This is what I did with my *snd_ich*:
[cmd=]echo "dev.pcm.0.vchans.play=4" >> /boot/loader.conf[/cmd]
Then [cmd=]sysctl dev.pcm.0.vchans.play=4[/cmd]
The microphone works and I can play up to 4 sound files at the same time.


----------



## mav@ (Nov 18, 2009)

When checking front connector, make sure you are using /dev/mixer1 mixer with /dev/dsp1 device.

Also check that in file hdac.c in function hdac_vendor_patch_parse() part about HDA_CODEC_ALC883 is commented out.


----------



## expl (Nov 18, 2009)

I tried to make my mic work on HDA for a while but did not manage. So I just bought a high quality USB mic, oh well...


----------



## rdunkle (Nov 22, 2009)

I tried the parameters for:
dev.pcm.0.play.vchans:
No luck.

Tried using the different mixers:   /dev/mixer1

The mic does not work in front panel or rear panel sockets.
Tried the 

I looked at:
Also check that in file hdac.c in function hdac_vendor_patch_parse() part about HDA_CODEC_ALC883 is NOT commented out. 

Not sure how to fix that until the next time I build new kernel.

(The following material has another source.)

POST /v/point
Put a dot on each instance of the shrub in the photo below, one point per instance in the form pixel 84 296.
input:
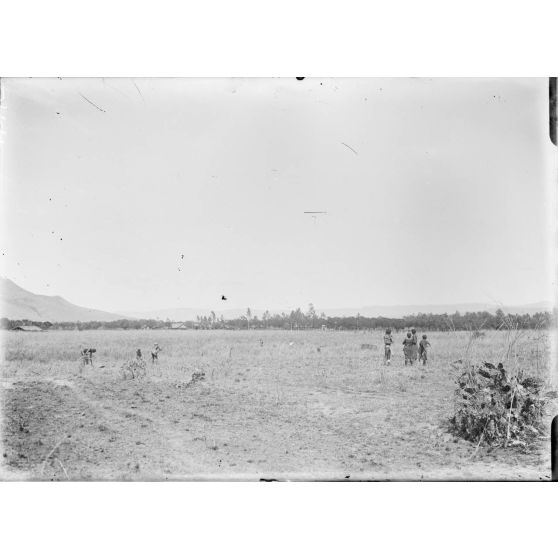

I have found that the mic works with the CMedia CMI8738.
I have the CMedia card in the system until I can figure this out.


----------



## callado (Dec 18, 2009)

*A solution*

My mic did not work either with FreeBSD 7.2 or 8.0. I have Intel ICH8 HDA with Sigmatel 9227 codec.
So a kind of newbie solution:
I installed the 'oss' package in FreeBSD 8.0. At first kernel sources should be installed: Guide. Then the binary of the latest version of OSS can be downloaded from the OSS website:Download. After that the package can be installed with '_pkg_add oss-freebsdYOURVERSION_' as root from the download directory. One can also use '_pkg_add -r oss_' for an earlier version or use the '/usr/ports/audio/oss' port.
The sound card should be detected automatically and the system should be rebooted.
At this point I had still no mic input.
Then I launched '_ossxmix_' (if you do not have gtk, use '_ossmix_' from command line). I realized that my pink jack was set to 'rear'. I changed it to 'input'. Now the mic worked, but the input was distorted. After the reduction of the mic volume level, it is now OK. 
In Skype one can also try to enable or disable the automatic adjustment of mixer levels.


----------